Greg O’Cathail, a disabled man who suffers from depression, anxiety and panic attacks, was dismissed by his employers, Transport for London, after a lengthy period of sick leave. An Employment Tribunal (ET) later upheld his disability discrimination claim, awarding him £3,000 in compensation, but dismissed a claim of harassment.
He lodged an appeal against the dismissal of his harassment claim with the EAT within the required 42-day time limit. However, after suffering a panic attack, he was one day out of time in filing supporting documents.
His appeal was rejected after the EAT’s registrar refused his application for a one-day extension of time and his challenge to that decision has now been dismissed by the Court of Appeal.
Lord Justice Mummery said that there was uncontradicted medical evidence that the appellant’s depression, anxiety and panic attacks are ‘exacerbated by court hearings’. However, he ruled that there were no exceptional circumstances that would justify the intervention of the Court of Appeal.

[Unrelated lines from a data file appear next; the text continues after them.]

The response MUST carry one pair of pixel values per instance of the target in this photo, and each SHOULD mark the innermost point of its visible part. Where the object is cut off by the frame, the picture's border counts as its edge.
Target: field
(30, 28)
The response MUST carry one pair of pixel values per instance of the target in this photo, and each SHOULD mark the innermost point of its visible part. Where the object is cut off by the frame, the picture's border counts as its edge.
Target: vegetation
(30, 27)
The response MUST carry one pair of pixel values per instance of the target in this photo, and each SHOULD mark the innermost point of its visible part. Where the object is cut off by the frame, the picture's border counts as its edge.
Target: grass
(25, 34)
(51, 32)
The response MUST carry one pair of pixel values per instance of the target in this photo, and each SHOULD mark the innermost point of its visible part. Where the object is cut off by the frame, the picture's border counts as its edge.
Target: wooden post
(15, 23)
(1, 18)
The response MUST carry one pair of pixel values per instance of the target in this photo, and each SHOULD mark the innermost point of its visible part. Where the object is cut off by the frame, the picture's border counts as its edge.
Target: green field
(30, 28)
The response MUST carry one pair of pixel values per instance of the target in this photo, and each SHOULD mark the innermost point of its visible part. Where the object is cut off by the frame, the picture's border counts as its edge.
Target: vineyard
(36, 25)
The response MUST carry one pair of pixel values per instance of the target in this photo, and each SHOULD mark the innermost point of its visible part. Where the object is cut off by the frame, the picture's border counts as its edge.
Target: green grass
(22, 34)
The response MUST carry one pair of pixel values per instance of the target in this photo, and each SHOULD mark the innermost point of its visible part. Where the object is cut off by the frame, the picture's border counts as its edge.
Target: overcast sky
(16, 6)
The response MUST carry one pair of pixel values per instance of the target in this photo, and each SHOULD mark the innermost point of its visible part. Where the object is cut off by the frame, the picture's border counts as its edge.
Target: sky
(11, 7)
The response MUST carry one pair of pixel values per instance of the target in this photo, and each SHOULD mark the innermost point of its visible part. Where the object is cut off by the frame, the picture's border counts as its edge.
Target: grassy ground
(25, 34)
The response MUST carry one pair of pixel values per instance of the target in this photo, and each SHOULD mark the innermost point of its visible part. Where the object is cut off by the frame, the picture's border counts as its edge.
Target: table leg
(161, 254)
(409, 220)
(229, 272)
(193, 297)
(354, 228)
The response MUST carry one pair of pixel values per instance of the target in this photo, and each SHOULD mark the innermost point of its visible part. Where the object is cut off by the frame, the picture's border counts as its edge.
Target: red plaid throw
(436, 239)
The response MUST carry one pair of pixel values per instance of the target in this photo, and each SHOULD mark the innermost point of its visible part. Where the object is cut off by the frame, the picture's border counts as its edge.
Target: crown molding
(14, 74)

The judge went on to say that the EAT’s discretion to extend time deadlines was ‘sparingly exercised’, as was the jurisdiction of the Court of Appeal to overrule a procedural decision reached by a court or tribunal in the exercise of a statutory discretion.
He concluded, “Applications for an extension of time are most often made by unrepresented applicants. Over the years, professional representation in the ETs has diminished. That trend will continue. There will be more missed deadlines.”